Mostly they get plaudits and gifts from uberfans who admire their work (a very different exchange than when pitying strangers hand Burcaw cash, unsolicited).
Arik Hanson, an independent social media marketer who teaches at the University of St. Thomas, said that the uniqueness of the couple's story has helped fuel the vlog's quick rise.
Even though the disability community is relatively small, its stories are largely underrepresented in the media.
"If you think about influencers, there are a ton of food influencers and there are a ton of motivational people," he said. "It's harder to cut through now, which is why they're popular. They are way different from anything you see on the internet."

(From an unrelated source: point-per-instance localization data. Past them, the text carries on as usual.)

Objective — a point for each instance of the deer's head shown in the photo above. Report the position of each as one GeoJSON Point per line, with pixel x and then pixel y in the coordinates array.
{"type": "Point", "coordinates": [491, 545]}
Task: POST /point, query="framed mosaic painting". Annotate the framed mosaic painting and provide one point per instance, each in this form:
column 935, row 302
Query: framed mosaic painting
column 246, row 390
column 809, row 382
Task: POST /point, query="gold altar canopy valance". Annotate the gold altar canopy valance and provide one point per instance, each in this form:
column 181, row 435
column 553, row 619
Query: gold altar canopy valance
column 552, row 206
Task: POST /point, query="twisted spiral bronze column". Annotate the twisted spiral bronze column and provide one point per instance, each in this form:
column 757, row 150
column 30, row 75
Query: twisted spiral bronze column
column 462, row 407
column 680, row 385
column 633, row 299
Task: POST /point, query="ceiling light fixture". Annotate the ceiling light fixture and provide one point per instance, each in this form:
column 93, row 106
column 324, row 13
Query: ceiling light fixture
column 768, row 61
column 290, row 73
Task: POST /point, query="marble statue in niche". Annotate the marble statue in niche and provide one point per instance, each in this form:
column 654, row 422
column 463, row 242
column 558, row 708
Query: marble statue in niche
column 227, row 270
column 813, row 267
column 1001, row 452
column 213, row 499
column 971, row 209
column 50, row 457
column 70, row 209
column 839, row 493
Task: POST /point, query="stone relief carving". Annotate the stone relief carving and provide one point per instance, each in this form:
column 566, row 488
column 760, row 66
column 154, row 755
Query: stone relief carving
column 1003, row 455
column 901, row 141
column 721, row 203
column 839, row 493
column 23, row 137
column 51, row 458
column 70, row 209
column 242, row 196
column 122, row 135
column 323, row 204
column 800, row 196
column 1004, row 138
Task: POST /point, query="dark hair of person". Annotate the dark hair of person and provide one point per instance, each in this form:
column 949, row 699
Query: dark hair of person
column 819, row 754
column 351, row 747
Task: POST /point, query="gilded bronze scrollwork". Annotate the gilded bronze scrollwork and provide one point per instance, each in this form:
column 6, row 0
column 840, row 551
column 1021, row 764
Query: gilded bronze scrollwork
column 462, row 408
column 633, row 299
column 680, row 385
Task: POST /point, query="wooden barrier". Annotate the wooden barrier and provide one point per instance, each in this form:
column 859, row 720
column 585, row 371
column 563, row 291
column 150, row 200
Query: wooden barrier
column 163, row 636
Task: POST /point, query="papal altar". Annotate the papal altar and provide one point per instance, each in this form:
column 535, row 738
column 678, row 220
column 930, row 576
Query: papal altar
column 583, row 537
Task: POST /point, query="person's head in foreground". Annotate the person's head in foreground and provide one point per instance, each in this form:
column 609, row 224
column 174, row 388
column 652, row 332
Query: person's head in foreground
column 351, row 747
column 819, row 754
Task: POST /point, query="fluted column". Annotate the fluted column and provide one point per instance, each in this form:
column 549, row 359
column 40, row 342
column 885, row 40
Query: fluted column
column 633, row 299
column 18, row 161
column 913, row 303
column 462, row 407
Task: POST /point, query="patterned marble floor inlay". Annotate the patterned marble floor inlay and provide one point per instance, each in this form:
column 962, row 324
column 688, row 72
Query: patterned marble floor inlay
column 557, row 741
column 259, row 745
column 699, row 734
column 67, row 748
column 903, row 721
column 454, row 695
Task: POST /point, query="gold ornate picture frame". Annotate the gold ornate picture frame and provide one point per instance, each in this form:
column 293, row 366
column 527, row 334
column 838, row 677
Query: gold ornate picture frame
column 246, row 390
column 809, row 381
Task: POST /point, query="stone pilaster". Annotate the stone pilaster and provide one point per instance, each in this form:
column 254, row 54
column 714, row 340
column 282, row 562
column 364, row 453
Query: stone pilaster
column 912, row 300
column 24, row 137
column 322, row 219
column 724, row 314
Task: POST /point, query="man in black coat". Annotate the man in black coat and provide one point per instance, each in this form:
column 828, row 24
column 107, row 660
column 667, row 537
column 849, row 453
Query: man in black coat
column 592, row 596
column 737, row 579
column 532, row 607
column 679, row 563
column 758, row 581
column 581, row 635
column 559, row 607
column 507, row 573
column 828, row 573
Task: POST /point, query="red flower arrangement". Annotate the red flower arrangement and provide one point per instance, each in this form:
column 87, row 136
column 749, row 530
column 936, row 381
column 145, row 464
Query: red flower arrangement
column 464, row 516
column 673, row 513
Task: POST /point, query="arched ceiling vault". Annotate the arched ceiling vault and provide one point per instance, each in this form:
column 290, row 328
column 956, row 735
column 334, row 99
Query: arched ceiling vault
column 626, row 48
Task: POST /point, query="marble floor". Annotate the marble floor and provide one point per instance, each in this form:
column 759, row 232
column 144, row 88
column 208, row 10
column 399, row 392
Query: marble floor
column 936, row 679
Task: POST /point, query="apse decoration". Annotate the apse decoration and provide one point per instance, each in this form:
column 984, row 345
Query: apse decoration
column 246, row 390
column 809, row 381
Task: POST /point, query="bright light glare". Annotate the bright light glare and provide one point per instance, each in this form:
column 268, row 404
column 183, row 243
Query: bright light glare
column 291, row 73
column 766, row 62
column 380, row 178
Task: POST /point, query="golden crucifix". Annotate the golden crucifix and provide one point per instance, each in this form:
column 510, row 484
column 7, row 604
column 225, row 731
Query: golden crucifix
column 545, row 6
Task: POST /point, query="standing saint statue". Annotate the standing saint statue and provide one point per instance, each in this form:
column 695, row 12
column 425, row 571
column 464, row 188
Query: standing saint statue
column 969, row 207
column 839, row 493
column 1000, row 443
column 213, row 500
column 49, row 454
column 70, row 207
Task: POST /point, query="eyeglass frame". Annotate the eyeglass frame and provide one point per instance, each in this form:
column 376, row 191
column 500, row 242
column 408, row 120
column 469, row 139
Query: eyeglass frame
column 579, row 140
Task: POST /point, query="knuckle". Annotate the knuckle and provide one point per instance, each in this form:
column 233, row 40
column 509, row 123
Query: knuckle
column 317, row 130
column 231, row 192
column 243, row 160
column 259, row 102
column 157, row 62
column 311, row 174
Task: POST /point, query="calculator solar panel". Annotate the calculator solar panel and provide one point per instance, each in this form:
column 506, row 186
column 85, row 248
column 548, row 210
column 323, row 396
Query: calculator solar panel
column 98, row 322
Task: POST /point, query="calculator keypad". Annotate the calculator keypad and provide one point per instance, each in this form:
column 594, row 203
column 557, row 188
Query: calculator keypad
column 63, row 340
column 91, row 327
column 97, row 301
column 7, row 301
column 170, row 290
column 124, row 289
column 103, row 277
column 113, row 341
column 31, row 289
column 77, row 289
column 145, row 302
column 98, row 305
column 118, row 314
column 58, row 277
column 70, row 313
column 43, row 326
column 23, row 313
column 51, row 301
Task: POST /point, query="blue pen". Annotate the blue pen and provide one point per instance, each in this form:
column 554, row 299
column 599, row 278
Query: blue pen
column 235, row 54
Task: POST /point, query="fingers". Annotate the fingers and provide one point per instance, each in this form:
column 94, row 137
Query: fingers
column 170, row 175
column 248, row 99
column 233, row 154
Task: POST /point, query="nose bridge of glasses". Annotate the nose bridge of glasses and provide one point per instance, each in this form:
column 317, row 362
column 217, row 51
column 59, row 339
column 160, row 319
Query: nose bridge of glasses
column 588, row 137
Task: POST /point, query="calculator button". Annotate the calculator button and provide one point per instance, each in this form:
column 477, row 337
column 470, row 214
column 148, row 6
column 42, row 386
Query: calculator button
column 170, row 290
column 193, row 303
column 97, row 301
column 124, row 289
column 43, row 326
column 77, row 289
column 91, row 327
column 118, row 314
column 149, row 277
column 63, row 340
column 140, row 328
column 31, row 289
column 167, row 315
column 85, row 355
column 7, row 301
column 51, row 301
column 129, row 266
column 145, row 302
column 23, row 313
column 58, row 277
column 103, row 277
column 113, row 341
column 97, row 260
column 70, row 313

And yet their story's universal elements — of pursuing romance and overcoming adversity — lend it a timeless appeal.
Since the vlog was launched, the couple's narrative arc has been on a steady upward climb. A newly FDA-approved drug has slowed the progression of Burcaw's disease, the two got engaged, and they started earning enough from their social media presence to make disability advocacy a joint career.
They are living with Aylward's parents in Minneapolis as they look for an apartment, plan their wedding and work on a book of interviews with interabled couples from around the country. They plan to speak this fall to occupational therapy students at Ohio State University and elementary school kids in Park City, Utah. And, of course, they're always creating the next episode of "Squirmy and Grubs," as well as keeping up with the machinations of running a successful YouTube channel.
While they've become more adept at playing YouTube's numbers game — often racking up 100,000 views and 1,000 comments the same day a video is posted — the couple say they get the most satisfaction from inspiring others to help make the world more accepting of, and accessible to, people with disabilities.
"And I don't have a number for that," Burcaw said.